Whether Debtor acted with the intent to hinder, delay, or defraud a creditor in making the subject transfers in this case "is a question of fact that requires the trier of fact to delve into the mind of the debtor." In re Searles, 317 B.R. at 379 (citing Emmett Valley Assocs. v. Woodfield (In re Woodfield), 978 F.2d 516, 518 (9th Cir. 1992)). To do so, the bankruptcy court could infer Debtor's intent from the circumstances surrounding the transactions. In re Woodfield, 978 F.2d at 618 (citing First Beverly Bank v. Adeeb (In re Adeeb), 787 F.2d 1339, 1342–43 (9th Cir. 1986)). Debtor's course of conduct could also be probative on the question of his intent. Wolkowitz v. Beverly (In re Beverly), 374 B.R. 221, 243 (9th Cir. BAP 2007), aff'd in part, dismissed in part, 551 F.3d 1092 (9th Cir. 2008) (citing In re Adeeb, 787 F.2d at 1343 and other cases)).

In this appeal, Debtor focuses on two questions, both of which he argues are "legal" issues concerning the bankruptcy court's decision:

(1) Did the bankruptcy court commit an error of law by considering Debtor's pre-bankruptcy payments to creditors as evidence of his intent to hinder, delay, or defraud a creditor?

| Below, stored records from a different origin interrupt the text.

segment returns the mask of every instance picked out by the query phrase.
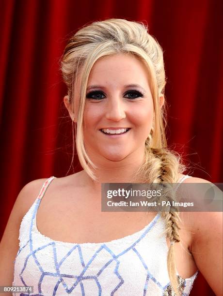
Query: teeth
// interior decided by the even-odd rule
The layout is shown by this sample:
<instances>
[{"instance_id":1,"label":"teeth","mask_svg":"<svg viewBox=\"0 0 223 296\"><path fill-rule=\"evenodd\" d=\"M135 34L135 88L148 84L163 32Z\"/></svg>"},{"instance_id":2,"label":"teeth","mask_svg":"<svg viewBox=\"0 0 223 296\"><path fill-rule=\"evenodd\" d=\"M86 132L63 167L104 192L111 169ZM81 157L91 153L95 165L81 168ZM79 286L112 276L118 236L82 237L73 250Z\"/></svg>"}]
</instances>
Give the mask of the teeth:
<instances>
[{"instance_id":1,"label":"teeth","mask_svg":"<svg viewBox=\"0 0 223 296\"><path fill-rule=\"evenodd\" d=\"M119 129L118 130L109 130L109 129L102 129L101 130L105 133L110 133L111 134L120 134L125 133L129 129Z\"/></svg>"}]
</instances>

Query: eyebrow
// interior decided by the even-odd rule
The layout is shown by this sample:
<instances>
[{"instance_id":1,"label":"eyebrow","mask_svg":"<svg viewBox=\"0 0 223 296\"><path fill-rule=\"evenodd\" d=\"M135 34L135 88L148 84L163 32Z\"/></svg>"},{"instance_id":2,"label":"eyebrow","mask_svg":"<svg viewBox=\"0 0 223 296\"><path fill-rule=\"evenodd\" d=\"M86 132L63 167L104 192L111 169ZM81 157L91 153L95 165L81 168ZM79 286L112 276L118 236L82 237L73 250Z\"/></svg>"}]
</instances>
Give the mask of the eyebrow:
<instances>
[{"instance_id":1,"label":"eyebrow","mask_svg":"<svg viewBox=\"0 0 223 296\"><path fill-rule=\"evenodd\" d=\"M124 88L139 88L142 89L145 92L145 90L139 84L127 84L126 85L124 85ZM87 88L87 90L89 90L92 89L104 89L106 88L104 87L100 86L100 85L90 85Z\"/></svg>"}]
</instances>

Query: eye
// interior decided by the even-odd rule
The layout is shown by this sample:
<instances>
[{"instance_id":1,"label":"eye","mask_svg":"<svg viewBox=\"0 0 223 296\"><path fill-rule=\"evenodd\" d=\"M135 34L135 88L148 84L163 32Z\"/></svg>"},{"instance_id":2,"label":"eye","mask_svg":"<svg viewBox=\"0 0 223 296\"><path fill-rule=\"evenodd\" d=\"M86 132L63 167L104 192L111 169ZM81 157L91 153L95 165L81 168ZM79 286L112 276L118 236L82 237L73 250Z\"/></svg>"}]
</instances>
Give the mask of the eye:
<instances>
[{"instance_id":1,"label":"eye","mask_svg":"<svg viewBox=\"0 0 223 296\"><path fill-rule=\"evenodd\" d=\"M126 93L125 95L128 95L129 96L128 98L131 99L136 99L139 97L143 98L144 97L144 94L138 90L129 90Z\"/></svg>"},{"instance_id":2,"label":"eye","mask_svg":"<svg viewBox=\"0 0 223 296\"><path fill-rule=\"evenodd\" d=\"M86 97L87 99L94 99L95 100L101 100L104 99L101 97L101 95L104 95L101 91L99 90L96 90L94 91L91 91L87 94Z\"/></svg>"}]
</instances>

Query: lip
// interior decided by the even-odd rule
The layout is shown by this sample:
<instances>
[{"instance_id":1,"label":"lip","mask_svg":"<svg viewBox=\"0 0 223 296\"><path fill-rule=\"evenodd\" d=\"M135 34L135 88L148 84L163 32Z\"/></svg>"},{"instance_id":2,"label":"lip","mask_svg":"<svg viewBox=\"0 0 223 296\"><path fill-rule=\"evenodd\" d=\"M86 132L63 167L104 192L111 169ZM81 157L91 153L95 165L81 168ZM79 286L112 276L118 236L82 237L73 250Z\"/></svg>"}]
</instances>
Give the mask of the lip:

(2) Did the bankruptcy court err, as a matter of law, by considering his transfer of community property funds from Debtor's CNB Account to Wife's CNB Account as evidence of Debtor's intent to hinder, delay, or defraud a creditor?

Debtor also contests a number of the specific factual findings made by the bankruptcy court.

1. Payments to Creditors as Evidence of Intent to Hinder or Delay a Creditor

The bankruptcy court concluded that while Debtor's prepayments to the mortgage lenders, standing alone, could not support a denial of discharge, those transfers could be considered as evidence of his intent in making the transfers, and others, in connection with the other relevant facts. Relying on the Ninth Circuit's decision in Hultman v. Tevis, Debtor argues that the bankruptcy court erred, as a matter of law, when it considered the mortgage prepayments as evidence of his intent to hinder or delay a creditor. 82 F.2d 940 (9th Cir. 1936). We disagree.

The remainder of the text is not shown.